Hypnotherapy for IBS: the gut-brain axis
What's the difference between IBS and IBD?
IBS (irritable bowel syndrome) and IBD (inflammatory bowel disease) are easy conditions to confuse. As well as having similar names, the two have many similar symptoms - People with these conditions may experience stomach (abdominal) pain, cramps, constipation and diarrhoea, as well as feeling generally unwell.
But the conditions are quite distinct, with different causes and different treatments. If you're experiencing any of these symptoms, it's important to see your doctor who can give you a definite diagnosis.
How IBS and IBD differ
The main difference between the two is that IBS is classed as a 'functional' disease - where the symptoms lack an identifiable cause - whereas IBD involves some damage to the gut that will be obvious on a physical examination.
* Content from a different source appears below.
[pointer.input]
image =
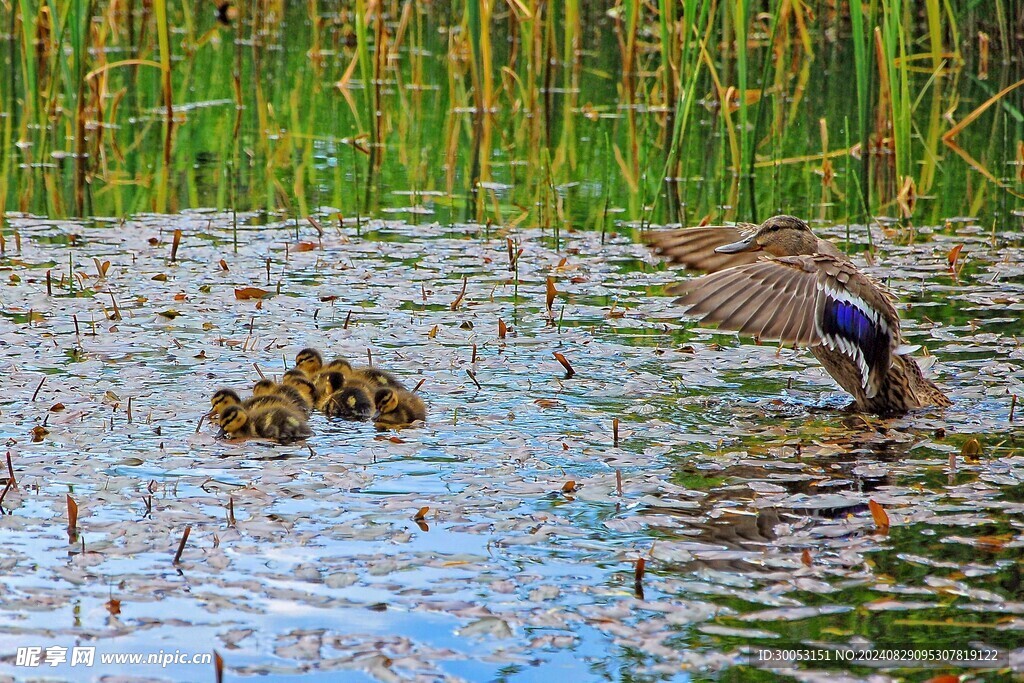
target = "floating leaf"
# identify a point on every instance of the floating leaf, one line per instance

"With IBS, there are problems with the way in which the diet, gut nervous system and microbiome interact with the brain and central nervous system," says Dr Simon Smale, a stomach speciailist (gastroenterologist) and trustee at The IBS Network. "People with IBD get episodes of inflammation within the gut, leading to changes you can see using an endoscope. So with IBS, the lining of the bowel looks normal, while with IBD there may be patches which are not right."
The name IBD is an umbrella term for several different conditions, including ulcerative colitis and Crohn's disease. Ulcerative colitis affects the inner lining of the colon and rectum, whereas Crohn's disease can affect any part of the digestive tract.
As well as the digestive symptoms, people with IBD might also experience:
- Unexplained weight loss.
- Bleeding from the bottom (rectum).
- Joint pain.
- Skin problems.
These symptoms vary from person to person and are likely to be on and off - so you may have flare-ups every so often, with periods of good health in between.
Although IBD can significantly impact your day-to-day functioning, it is not always more serious than IBS. As Dr Smale explains, both are long term (chronic) conditions, which can range from mild to very severe.
"The symptoms of IBS can be as debilitating as the symptoms of IBD, and it can be very difficult for us to tell the difference," he says. "So, it's important that people have tests that help differentiate between the two."
Diagnosis and treatment
When you go to the doctor with IBS symptoms, they may order a series of blood tests to rule out other conditions. Typically, this will include a full blood count, a test for markers in the blood of inflammation, and a test for coeliac disease - another condition that can cause similar symptoms. You may also be asked to carry out a poo (stool) test.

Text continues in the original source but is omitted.